Midwinter and the quietest time of the year. The sunlight only just reaches the house, nothing more than a few faint streaks patterning the carpet through the window as I plot the mark upon the mountains where the sun rises furthest West before turning back to the Easterlies of Midsummer. I make a notch on the wall alongside all the other notches from all the other mid winters I have spent in this house. That is the way I mark the seasons round here.
I am reading the Dark is Rising by Susan Cooper and although I had no recollection of many details, things are now flooding back to me; the fascination I had with crows and ravens of all kinds, the obsession with dark symbolism and the real connection to nature that this book introduced to me. I would spend hours out in the countryside trying to hear messages on the wind, trying to feel the Otherworld, trying to find omens in the landscape. I spent an inordinate amount of time searching for owl pellets under old oaks, carrying significant stones in my pocket, trying to allay my fear of the dark.
This book made midwinter a special, magical time for me. I started to study the old religions; shamanism, witchcraft, Druidry and marked each turning year with something ancient, be it a special altar erected in the woods or a solitary ceremony in my bedroom. The full moon became something sacred; animals and birds were portents and carriers of messages from the Otherworld; I visited there frequently.
I do not think even now, I could live without this extra dimension to life, I do not think I could exist without the magic of other worlds, other times, other dimensions. Whatever it is I am into, it is the sacred and hidden side of it that interests me the most.
And I have read up to the part where Will is ushered onto the white horse by John Smith the Blacksmith, after he is nearly dragged away by the Rider on his black steed – it’s so shamanic, so reminiscent of Siberian Journeys on windhorses initiated by drumming and rhythmical dancing. Will only just escapes from being carried off by the dark forces and then has a chance to taste the light on the back of the white horse, although he is unsure of the power he welds in doing this.
It is a classic coming of age tale, choosing between the light and the dark. He fights against the Rider but he is not completely convinced by the light of the White Horse either. He knows the light is right but the dark side is also tantalising. He needs to find out more. The rooks; the tricksters of the tale, call to him playfully and he feels compelled to follow.

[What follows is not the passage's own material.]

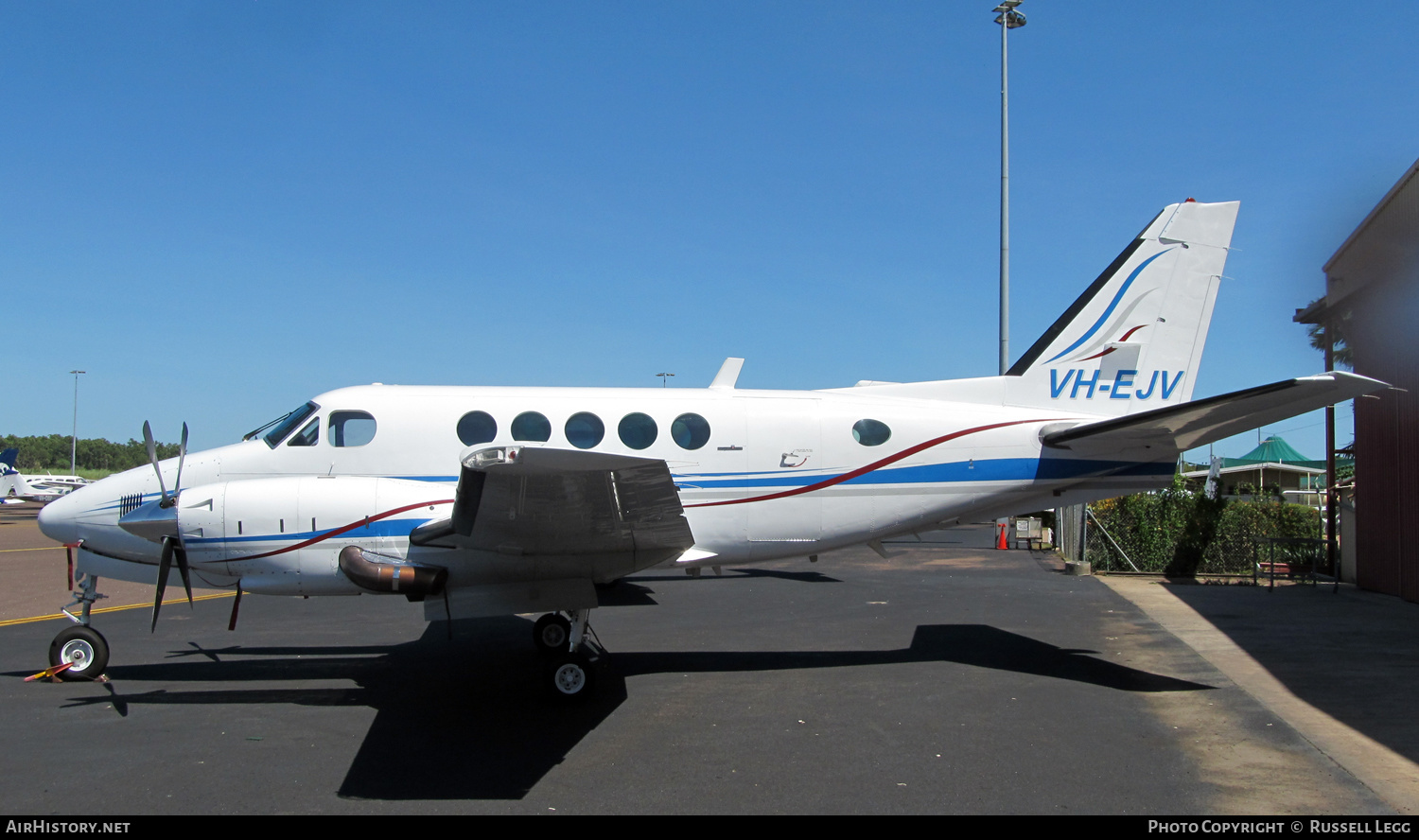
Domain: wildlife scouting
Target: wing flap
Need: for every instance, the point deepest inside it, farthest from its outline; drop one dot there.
(1175, 429)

I believe in the power of coming-of-age ceremonies. I believe that every child should go through a trial like the one Will is about to experience. It is absolutely necessary in order to enter adulthood with maturity and balance. We need to see something of the dark side yet nowadays, this is not always possible, not in the real world anyway. In fact, it is completely missing from most of modern society, with its ever increasing addiction to the light. We desperately need to allow more of the dark back in and we need role models to show us the way. Our parents cannot do it, seeing that they are so wound up in their daily lives of work and responsibilities, so we turn to books and films instead. In the seventies, we had Will and the Dark is Rising; in the late nineties there was Harry Potter, with countless others in between.
We read these books like maps. They are of course, fantasy but they fulfil the very real need in us to experience the dark side of life as Vision Quest. They compel us forward, they ask us to ride with them; the Bilbos, Wills, Harrys, Lyras, Hermoines – not just when we are children but as adults too. Without them we cannot live fully in this life; we cannot experience the light that conquers the dark, the turning point, the return to the village from lands afar. And just as exposure to the elements alone, without aid, is one part of the trial, so too is spending time in our own inner world, away from our family and friends in the midst of a gripping tale. It is a solitary endeavour; a shutting away of oneself; a shamanic journey to the other side, under the spell of the magic of the written word.
I walked out into the woods today, a few hours before the turning point of the year, I went amongst the trees, to the places that are so familiar to me; places that have held me as I sat so often and pondered over the meaning of it all. As always, everything was fresh, clear and crystalline, even more with the new snowfall of the past few days. The darkness seemed far, far away. I thought about my childhood and my fascination with midwinter, with questing, with omens and ancient ceremonies and I silently thanked Will Stanton, for setting out on his quest for me, so that he could show me how it was done. I learned a lot.